DAİMA ŞUURLU VE GÜÇLÜ OLMALIYIZ
- Biraz da sizin bugünkü vazifenizden yola çıkarak sormak isterim. Cumhurbaşkanı Başdanışmanı olarak Osmanlı siyasi erkiyle ve taktikleriyle bugünkü yönetimimiz arasında ne gibi benzerlikler görüyorsunuz? Hedeflerimizde bizlere Selçuklu'dan, Osmanlı'dan kalan fikri, siyasi ne gibi miraslar var?
- Evvela, Selçuklu ve Osmanlı tecrübelerinin bize öğrettiği en temel husus, Türkiye coğrafyasının her devirde hücum altında olacağı gerçeğidir. Haçlılar ve Moğollar tarihte kalmış efsaneler değil, fırsat buldukça işgal için gelen istilacı güçlerdir. Bu tecrübe bize, bu coğrafyada ayakta ve hayatta kalmak için öncelikle zihinsel açıdan şuurlu ve uyanık olmak, fiziksel açıdan da kudretli olmak gerektiğini her fırsatta telkin eder. I. Dünya Savaşı bunun son tezahürüdür; Kurtuluş savaşı bu tecrübeyle kazanılmış, hatta 15 Temmuz darbe girişimi yine bu tecrübe ve ruh sayesinde bertaraf edilmiştir.

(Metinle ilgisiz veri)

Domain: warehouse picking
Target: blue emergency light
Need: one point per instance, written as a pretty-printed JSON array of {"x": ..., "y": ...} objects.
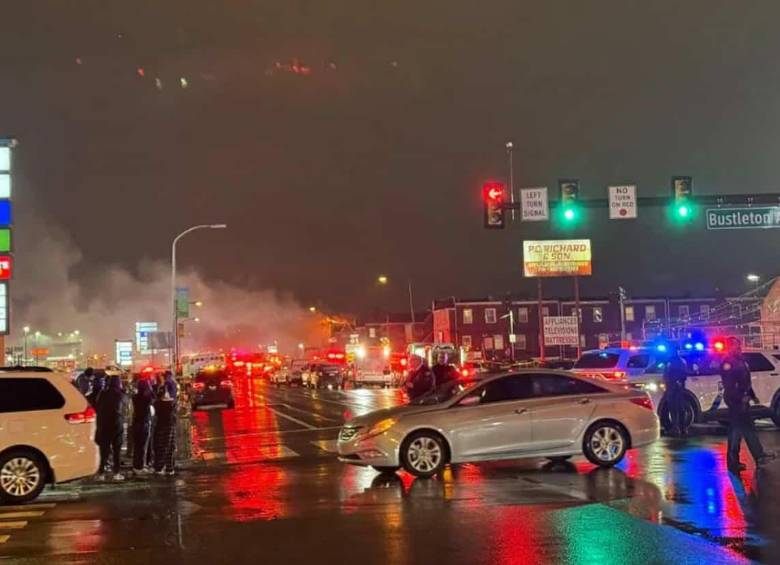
[{"x": 5, "y": 213}]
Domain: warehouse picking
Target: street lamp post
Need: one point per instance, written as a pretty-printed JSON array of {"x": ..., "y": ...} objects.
[
  {"x": 175, "y": 328},
  {"x": 26, "y": 333}
]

BU TOPRAKLARDAN BÜYÜK LİDERLER ÇIKAR
Cumhurbaşkanımızın en yakın çalışma arkadaşlarından biri olarak, kendisinin tarihimizden aldığı değerlerle oluşturduğu gelecek vizyonu, gelecek Türkiye vizyonu hakkında neler söylersiniz?

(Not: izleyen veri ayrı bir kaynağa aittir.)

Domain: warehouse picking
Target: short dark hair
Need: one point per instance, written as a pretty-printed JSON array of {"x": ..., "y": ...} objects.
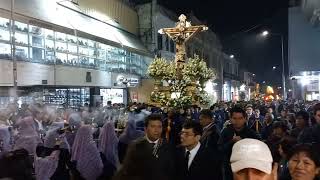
[
  {"x": 152, "y": 117},
  {"x": 316, "y": 108},
  {"x": 207, "y": 113},
  {"x": 311, "y": 151},
  {"x": 287, "y": 143},
  {"x": 195, "y": 126},
  {"x": 281, "y": 125},
  {"x": 304, "y": 115},
  {"x": 237, "y": 109}
]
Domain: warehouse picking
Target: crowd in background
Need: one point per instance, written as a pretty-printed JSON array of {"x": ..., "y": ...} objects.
[{"x": 146, "y": 142}]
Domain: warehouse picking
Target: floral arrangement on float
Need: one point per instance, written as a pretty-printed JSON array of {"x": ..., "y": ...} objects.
[{"x": 183, "y": 88}]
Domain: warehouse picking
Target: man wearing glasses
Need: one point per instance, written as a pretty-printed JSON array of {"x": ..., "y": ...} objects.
[{"x": 194, "y": 160}]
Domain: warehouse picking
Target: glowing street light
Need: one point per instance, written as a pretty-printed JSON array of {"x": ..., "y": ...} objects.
[{"x": 265, "y": 33}]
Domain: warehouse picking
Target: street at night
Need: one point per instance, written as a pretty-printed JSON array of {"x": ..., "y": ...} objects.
[{"x": 159, "y": 90}]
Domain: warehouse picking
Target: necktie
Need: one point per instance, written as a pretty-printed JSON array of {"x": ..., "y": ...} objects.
[{"x": 187, "y": 159}]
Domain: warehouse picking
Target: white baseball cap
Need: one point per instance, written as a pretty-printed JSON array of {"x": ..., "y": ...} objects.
[{"x": 251, "y": 153}]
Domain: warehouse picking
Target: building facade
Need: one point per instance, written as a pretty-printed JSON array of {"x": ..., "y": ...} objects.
[
  {"x": 70, "y": 52},
  {"x": 304, "y": 54},
  {"x": 231, "y": 79},
  {"x": 153, "y": 16}
]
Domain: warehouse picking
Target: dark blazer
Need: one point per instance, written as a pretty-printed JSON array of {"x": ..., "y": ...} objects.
[
  {"x": 203, "y": 167},
  {"x": 210, "y": 137},
  {"x": 140, "y": 163}
]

Cumhurbaşkanımızın inşa etmeye çalıştığı "Büyük Türkiye" vizyonu, coğrafyamızda yüz yıl önce işgallerle bozulmuş olan denge ve düzeni adil temeller üzerinde yeniden kurma mücadelesidir. Bu millet de tarih boyunca, "Haçlılar sizin kadınlarınıza, kızlarınıza ilişmez" diyen FETÖ elebaşısı veya Diyarbakır annelerinin acıları üzerine zafer işareti dikmeye çalışan köksüz işbirlikçi gibileri değil, nizam ve istikrar kurucu büyük liderleri takip etmiştir. Böyle de devam edecektir inşallah. Türkiye'nin adaletli vizyonu 'yeryüzünde mazluma merhamet, zalime felaket' olmaktır.